A pendulum will work that way for small angles, because the force towards zero angle will be proportional to the angle. That's some keen geometry homework. Show it's true because for small theta, sin(theta) is proportional to theta. And show what the effective spring constant K is, and so get an effective equation that looks like F = - K x.

So if F = - K x, then the second derivative w.r.t. time (the acceleration a) is proportional to x.

F = m a = - K x
so
a = (- K/m) x

And that can be solved exactly for x as a function of time. Suppose x(t=0) is D, and suppose speed at t=0 is 0. That is, we pull the thing back and let it go at t=0. Then you get x = D cos(w t), and w^2 = K/m. That's because the derivative of cos(w t) w.r.t. to time t is - w sin(w t). And the derive of that is -w^2 cos(w t).

But notice that w, the angular frequency, gives the period. The period is w/(2 pi). And note also that w only depends on K/m, not on D. That is, the amplitude does not affect the frequency.

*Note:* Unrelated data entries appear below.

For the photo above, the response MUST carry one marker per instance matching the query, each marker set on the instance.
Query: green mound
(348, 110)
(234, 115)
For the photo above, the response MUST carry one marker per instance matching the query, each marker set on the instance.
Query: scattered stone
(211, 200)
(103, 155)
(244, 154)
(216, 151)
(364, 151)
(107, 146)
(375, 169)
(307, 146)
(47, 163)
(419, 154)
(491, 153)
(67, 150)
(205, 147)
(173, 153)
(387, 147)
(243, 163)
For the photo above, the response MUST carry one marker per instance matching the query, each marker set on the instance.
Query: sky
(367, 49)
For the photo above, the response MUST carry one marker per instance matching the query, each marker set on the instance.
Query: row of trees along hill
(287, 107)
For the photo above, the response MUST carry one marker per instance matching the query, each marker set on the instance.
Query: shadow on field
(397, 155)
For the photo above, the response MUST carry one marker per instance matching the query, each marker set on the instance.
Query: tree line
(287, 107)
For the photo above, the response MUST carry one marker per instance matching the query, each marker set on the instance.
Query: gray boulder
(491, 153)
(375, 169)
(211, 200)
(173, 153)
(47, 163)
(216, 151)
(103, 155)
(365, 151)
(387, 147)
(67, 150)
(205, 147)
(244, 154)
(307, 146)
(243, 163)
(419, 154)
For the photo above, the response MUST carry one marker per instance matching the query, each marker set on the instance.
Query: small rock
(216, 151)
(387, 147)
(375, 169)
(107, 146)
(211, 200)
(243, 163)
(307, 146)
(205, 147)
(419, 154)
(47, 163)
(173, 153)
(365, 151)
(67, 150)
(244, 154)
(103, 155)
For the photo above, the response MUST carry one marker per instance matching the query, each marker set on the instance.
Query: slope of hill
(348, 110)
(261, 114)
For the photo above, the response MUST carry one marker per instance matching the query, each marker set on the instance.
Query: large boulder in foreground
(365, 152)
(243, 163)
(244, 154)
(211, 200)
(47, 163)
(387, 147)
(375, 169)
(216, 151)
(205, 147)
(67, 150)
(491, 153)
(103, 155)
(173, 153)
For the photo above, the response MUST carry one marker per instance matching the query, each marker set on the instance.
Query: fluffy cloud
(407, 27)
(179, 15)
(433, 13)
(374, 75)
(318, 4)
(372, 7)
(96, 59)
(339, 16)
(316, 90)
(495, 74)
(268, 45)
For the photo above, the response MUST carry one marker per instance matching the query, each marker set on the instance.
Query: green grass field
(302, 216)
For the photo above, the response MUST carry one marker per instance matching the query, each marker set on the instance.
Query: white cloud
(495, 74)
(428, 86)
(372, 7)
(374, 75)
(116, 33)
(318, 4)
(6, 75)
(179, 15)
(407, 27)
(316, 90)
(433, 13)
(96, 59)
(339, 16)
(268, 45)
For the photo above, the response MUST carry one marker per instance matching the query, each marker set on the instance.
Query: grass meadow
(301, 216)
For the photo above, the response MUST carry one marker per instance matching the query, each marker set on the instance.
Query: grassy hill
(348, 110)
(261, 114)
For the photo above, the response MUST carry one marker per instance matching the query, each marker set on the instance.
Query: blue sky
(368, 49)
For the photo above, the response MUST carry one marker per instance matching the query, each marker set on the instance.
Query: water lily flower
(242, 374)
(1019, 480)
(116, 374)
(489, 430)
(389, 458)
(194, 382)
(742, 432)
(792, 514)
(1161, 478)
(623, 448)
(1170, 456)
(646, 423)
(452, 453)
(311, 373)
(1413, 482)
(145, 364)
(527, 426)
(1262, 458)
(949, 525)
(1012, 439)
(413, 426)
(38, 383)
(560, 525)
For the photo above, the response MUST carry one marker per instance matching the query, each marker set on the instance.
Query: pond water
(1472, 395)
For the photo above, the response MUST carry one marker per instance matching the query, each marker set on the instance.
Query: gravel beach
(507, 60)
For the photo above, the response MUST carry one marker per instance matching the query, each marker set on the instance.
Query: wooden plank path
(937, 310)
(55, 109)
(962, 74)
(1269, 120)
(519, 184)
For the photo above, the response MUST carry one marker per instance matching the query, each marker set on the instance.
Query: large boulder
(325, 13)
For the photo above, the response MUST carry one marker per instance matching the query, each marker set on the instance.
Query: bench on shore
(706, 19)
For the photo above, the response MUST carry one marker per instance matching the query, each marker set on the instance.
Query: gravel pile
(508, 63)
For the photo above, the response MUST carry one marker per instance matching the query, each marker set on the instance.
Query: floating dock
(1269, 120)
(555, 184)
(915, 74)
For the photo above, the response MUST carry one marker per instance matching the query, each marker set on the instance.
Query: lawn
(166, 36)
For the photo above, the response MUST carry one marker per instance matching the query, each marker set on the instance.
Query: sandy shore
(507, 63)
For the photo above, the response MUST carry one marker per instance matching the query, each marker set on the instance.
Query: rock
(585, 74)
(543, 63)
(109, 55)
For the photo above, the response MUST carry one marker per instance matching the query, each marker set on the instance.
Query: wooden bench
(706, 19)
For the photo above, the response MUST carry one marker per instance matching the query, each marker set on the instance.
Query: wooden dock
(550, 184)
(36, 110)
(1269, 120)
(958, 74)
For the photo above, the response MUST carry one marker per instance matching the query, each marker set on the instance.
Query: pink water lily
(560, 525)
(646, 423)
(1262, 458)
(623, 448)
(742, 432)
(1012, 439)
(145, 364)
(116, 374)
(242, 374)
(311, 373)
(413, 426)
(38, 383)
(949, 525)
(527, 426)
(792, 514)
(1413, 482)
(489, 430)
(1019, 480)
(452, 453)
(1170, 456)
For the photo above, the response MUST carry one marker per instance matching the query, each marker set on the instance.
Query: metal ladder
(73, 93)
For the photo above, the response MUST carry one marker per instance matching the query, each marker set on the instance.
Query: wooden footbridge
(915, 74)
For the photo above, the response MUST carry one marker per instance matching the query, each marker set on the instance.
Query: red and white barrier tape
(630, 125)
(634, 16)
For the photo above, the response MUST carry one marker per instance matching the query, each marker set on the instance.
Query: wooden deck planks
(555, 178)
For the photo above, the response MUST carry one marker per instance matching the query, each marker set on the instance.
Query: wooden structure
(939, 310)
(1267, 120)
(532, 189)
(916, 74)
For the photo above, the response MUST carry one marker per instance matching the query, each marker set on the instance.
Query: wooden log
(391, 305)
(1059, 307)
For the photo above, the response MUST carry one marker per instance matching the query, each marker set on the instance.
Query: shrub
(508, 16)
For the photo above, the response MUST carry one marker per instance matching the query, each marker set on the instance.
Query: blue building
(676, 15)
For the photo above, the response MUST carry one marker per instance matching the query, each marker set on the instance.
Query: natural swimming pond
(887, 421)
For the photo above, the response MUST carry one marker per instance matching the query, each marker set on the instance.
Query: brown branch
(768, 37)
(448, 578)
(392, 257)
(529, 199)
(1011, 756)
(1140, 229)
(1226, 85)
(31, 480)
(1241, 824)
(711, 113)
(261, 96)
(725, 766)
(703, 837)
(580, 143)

So, for a pendulum, if the angle is small, then the frequency does not depend on the amplitude. And it's because the pendulum (approximately) satisfies an equation that looks like F = - K x.
Dan

 

[WannabeNewton]

DEvens made the key point: what you are speaking of only works for very small amplitudes so if you wanted to keep the motion simple harmonic but wanted to change the amplitude you must change it by an infinitesimal amount, thus it wouldn't affect anything regardless. If we do not assume small oscillations, the equations of motion remain as $\ddot{\theta} + \sin\theta = 0$ (I have set $m = L = g = 1$ for simplicity). Hence the period of oscillation is given by $T = \frac{4}{\sqrt{2}}\int _{0}^{\theta_{\max}}\frac{d\theta}{\sqrt{\cos\theta - \cos\theta_{\max}}}$ which does depend on the amplitude $\theta_{max}$.